In the West, we are used to competing demands for scarce water for farms, cities and rural communities, hydropower, recreation, and the environment (typically last in consideration) which can lead to conflict. Audubon’s Western Water team continues to push for all of us to face these risks and plan for water shortages with a changing climate in mind.

I keep thinking of that folk song “It Ain’t Gonna Rain No More” from my childhood. My extended family lived through the Dust Bowl in Texas and Oklahoma and went into dryland ranching. This year doesn’t feel like business as usual—it feels like the cusp of another Dust Bowl.

New approaches are needed to adapt to, respond to, and mitigate the compounding and extreme risks of climate change to communities, economies, ecosystems, and the water resources that support them.

This is why Audubon is working in state capitals and in Washington, D.C. to advocate for sensible policies and funding that benefit birds and communities alike. We have worked to ensure that the needs of birds and habitat aren’t carved out of policy decisions and water management.
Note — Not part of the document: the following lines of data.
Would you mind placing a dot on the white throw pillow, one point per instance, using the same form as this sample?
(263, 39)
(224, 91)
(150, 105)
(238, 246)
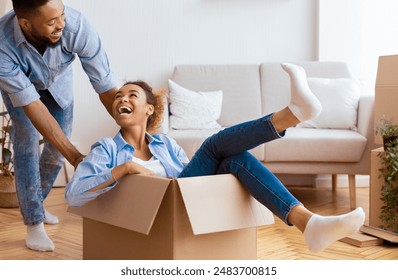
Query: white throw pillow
(194, 110)
(339, 99)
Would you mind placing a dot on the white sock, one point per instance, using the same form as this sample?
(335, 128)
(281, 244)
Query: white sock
(321, 231)
(50, 218)
(37, 238)
(303, 104)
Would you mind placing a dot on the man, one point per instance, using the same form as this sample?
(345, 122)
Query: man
(39, 40)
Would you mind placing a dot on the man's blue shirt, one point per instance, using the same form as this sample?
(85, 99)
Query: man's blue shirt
(24, 71)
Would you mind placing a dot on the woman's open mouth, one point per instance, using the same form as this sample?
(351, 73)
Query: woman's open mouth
(124, 110)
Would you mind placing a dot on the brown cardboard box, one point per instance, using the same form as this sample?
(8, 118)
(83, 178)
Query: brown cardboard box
(386, 98)
(208, 217)
(375, 203)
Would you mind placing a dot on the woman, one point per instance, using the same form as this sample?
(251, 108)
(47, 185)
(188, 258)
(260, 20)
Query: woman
(134, 151)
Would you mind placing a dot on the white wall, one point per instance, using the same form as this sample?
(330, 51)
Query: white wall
(358, 32)
(146, 38)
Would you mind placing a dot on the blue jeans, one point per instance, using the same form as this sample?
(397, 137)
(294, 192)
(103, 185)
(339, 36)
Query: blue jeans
(35, 173)
(226, 152)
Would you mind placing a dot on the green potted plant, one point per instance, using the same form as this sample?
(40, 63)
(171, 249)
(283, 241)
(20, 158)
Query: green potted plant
(8, 196)
(389, 189)
(387, 130)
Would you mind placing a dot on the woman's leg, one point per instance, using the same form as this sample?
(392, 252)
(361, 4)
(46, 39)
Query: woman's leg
(242, 137)
(319, 231)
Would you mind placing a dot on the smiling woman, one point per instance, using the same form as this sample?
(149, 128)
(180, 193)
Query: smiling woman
(135, 151)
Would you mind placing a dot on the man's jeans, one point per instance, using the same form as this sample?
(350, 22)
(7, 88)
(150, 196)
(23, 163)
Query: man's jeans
(227, 152)
(35, 173)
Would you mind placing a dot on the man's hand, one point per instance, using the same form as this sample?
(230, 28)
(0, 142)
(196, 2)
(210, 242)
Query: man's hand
(51, 131)
(107, 99)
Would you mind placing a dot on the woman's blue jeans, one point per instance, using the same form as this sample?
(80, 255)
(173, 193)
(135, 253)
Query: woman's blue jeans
(227, 152)
(35, 172)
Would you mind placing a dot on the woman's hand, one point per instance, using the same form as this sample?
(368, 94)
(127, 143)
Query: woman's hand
(135, 168)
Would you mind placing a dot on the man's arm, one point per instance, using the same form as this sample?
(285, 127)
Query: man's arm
(51, 131)
(107, 99)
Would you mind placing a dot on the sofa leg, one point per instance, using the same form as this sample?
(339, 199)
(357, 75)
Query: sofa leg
(334, 182)
(352, 189)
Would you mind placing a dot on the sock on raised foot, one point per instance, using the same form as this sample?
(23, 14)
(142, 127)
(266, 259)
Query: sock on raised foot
(50, 218)
(303, 104)
(37, 238)
(321, 231)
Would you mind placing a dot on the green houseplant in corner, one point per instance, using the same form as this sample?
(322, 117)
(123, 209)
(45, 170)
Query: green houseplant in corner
(8, 196)
(389, 189)
(387, 130)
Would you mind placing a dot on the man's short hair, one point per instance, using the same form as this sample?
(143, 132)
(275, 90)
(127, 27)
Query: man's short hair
(24, 8)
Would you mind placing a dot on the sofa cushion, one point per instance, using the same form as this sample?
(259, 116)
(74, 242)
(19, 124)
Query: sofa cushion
(194, 109)
(339, 99)
(316, 145)
(190, 141)
(240, 85)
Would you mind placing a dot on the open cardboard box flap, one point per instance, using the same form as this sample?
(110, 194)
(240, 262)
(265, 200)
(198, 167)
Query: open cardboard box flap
(219, 203)
(132, 204)
(213, 203)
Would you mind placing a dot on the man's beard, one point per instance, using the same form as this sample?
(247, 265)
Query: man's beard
(43, 41)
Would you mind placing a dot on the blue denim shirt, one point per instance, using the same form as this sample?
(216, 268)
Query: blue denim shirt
(24, 71)
(108, 153)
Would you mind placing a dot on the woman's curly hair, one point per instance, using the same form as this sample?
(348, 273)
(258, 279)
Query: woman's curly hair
(155, 98)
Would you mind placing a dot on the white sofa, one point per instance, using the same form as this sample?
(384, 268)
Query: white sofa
(251, 91)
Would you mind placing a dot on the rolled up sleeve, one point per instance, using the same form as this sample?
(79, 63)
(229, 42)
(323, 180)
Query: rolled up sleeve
(93, 57)
(16, 84)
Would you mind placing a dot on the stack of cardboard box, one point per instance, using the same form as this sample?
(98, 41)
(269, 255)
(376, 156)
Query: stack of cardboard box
(386, 105)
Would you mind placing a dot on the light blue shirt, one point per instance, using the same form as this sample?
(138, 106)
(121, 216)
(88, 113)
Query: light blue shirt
(24, 71)
(108, 153)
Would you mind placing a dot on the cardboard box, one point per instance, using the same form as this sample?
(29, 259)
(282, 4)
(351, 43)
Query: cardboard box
(386, 98)
(375, 203)
(208, 217)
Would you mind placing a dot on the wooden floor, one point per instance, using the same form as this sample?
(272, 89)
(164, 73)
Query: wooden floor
(275, 242)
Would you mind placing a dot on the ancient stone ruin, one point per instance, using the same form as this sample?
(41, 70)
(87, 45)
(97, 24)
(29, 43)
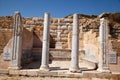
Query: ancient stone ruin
(51, 46)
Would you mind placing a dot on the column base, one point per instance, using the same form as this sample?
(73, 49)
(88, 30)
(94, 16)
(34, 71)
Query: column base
(14, 68)
(74, 70)
(103, 70)
(44, 68)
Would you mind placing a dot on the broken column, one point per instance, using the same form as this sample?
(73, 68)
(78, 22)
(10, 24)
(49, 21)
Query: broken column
(45, 46)
(103, 38)
(75, 45)
(17, 42)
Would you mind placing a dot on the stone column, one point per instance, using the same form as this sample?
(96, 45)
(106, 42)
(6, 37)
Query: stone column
(75, 45)
(103, 55)
(45, 46)
(17, 42)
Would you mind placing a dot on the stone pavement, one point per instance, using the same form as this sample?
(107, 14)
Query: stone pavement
(59, 73)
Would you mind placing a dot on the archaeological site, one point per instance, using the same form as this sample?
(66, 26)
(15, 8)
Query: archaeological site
(75, 46)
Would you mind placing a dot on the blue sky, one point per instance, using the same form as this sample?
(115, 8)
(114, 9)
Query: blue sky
(57, 8)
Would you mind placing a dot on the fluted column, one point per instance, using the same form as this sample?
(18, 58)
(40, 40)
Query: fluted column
(45, 46)
(75, 45)
(17, 42)
(103, 56)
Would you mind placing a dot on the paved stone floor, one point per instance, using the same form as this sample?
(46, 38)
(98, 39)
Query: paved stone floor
(4, 77)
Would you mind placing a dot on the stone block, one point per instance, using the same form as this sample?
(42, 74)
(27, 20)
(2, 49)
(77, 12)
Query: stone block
(32, 72)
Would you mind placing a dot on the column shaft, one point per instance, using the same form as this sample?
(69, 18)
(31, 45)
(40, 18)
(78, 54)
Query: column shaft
(17, 42)
(45, 47)
(75, 45)
(103, 56)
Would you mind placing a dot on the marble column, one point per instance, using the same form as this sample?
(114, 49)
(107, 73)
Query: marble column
(45, 46)
(103, 38)
(17, 42)
(75, 45)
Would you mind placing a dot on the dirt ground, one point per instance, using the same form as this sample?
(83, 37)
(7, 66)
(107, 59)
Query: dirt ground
(5, 77)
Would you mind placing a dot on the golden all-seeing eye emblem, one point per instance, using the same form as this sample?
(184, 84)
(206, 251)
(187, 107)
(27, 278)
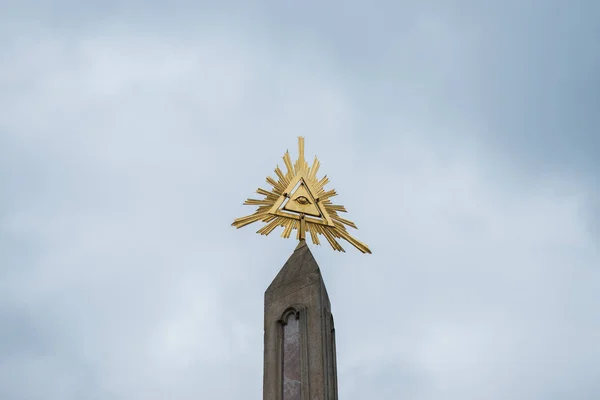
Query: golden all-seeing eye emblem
(298, 201)
(302, 200)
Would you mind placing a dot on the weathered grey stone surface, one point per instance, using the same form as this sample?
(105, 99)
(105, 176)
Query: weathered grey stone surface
(298, 291)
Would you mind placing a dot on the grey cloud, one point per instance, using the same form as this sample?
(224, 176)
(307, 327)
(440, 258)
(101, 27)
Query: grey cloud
(135, 151)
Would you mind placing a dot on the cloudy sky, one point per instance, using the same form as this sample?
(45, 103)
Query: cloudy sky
(463, 138)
Audubon is also working to secure water to enhance habitats where water is most needed. Working with partners, we continue to enable and secure water flows in rivers in places like Colorado, New Mexico, Utah, California, and Arizona. And through our science, we are improving our understanding of the long-term health of priority places for birds and how we might better manage the limited water availability into the future. 

With drought conditions persisting now into a third decade and climate change increasingly impacting water supplies and habitat in the West, we urgently need inclusive and equitable long-lasting water solutions for climate resilience. Please join us in advocating for policies, funding, and on-the-ground actions that result in sustainable change.